Le casting s’étoffe progressivement durant le tournage. Alicia Silverstone rejoint l’aventure en octobre 2024. Aidan Delbis et Stavros Halkias complètent la distribution en mai 2025. Jerskin Fendrix compose une bande originale paranoïaque qui accentue l’atmosphère oppressante. Robbie Ryan signe une photographie qui rend chaque scène à la fois belle et étrange.
Un mélange de genres explosif, tenu avec une maîtrise rare
Bugonia est un mélange de comédie noire, de thriller haletant, de tragédie familiale, de parabole politique et de délire science-fictionnel. Ce cocktail détonnant exigeait une maîtrise exceptionnelle pour tenir debout du début à la fin. Lanthimos relève le défi haut la main. Le film est un croisement improbable entre Psychose et Galaxy Quest.
La structure narrative reste cohérente, malgré l’absurdité du propos. Les retournements de situation interviennent au bon moment pour maintenir l’attention du spectateur. Le rythme s’intensifie progressivement jusqu’à une escalade choquante. La conclusion est satisfaisante et laisse une impression durable.

Un accueil critique enthousiaste et durable
Bugonia a été présenté en compétition à la Mostra de Venise 2025. Le film a obtenu de bonnes notes sur les plateformes spécialisées, avec 7,7/10 sur IMDb. Les critiques saluent unanimement les performances d’Emma Stone et de Jesse Plemons. Leur quatrième collaboration avec Lanthimos confirme une alchimie remarquable.
Les spectateurs apprécient tout particulièrement la capacité du film à provoquer des émotions inattendues malgré son absurdité.
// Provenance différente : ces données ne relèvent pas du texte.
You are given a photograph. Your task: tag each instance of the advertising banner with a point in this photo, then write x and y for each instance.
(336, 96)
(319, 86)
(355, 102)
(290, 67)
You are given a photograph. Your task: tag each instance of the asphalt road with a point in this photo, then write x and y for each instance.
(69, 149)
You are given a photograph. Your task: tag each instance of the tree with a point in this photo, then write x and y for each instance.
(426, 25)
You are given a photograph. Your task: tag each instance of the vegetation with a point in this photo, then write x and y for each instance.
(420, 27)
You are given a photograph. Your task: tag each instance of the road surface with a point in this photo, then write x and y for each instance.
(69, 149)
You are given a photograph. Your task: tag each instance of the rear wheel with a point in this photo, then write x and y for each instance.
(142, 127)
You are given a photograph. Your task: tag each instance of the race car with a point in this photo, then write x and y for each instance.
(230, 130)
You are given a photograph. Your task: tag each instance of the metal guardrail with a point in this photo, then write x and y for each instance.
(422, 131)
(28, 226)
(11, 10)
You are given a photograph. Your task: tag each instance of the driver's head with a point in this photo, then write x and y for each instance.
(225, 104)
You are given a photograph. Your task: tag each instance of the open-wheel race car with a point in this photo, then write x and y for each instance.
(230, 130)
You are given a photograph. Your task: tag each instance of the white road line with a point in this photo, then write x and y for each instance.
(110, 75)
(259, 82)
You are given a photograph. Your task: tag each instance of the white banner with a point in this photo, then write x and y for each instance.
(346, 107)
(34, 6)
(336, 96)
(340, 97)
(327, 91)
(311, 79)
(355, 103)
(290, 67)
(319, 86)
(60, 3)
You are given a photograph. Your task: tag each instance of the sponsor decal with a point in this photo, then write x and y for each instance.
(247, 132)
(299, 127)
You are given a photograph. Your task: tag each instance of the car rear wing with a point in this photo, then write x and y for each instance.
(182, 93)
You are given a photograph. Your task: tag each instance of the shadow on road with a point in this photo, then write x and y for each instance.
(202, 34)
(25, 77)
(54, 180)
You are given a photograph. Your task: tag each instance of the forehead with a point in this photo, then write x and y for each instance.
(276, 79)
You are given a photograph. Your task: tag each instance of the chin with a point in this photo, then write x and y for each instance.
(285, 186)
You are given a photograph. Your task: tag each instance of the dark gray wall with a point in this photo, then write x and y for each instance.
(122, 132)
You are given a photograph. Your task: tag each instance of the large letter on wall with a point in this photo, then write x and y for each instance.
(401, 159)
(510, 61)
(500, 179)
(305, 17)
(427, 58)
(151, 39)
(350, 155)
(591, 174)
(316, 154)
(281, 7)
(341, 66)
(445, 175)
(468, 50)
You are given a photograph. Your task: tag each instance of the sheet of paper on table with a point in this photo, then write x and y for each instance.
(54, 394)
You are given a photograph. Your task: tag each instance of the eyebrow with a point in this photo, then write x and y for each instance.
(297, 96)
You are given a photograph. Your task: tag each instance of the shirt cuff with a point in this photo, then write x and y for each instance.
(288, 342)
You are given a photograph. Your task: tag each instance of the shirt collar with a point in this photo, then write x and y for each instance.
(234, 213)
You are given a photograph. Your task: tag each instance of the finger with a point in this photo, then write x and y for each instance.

La dimension visuelle fascine autant qu’elle dérange. Le design sonore perturbe le spectateur de manière volontaire afin de renforcer l’immersion. La fin laisse une impression troublante qui perdure longtemps après la projection.
Un film radical qui trouve son public
Bugonia ne s’adresse pas à tout le monde, et le cinéaste l’assume pleinement. Les salles enregistrent une fréquentation limitée, mais un public conquis. Cette œuvre parle aux amateurs de chaos à combustion lente et de brutalité émotionnelle. Elle ravira également ceux qui apprécient la folie sous toutes ses formes.
Le ton décalé et la violence psychologique peuvent toutefois rebuter certains spectateurs. Pourtant, ceux qui acceptent de se laisser emporter découvrent un film surprenant qui bouscule les codes. Lanthimos prouve une nouvelle fois sa capacité à explorer les recoins les plus sombres de la nature humaine tout en conservant une certaine légèreté.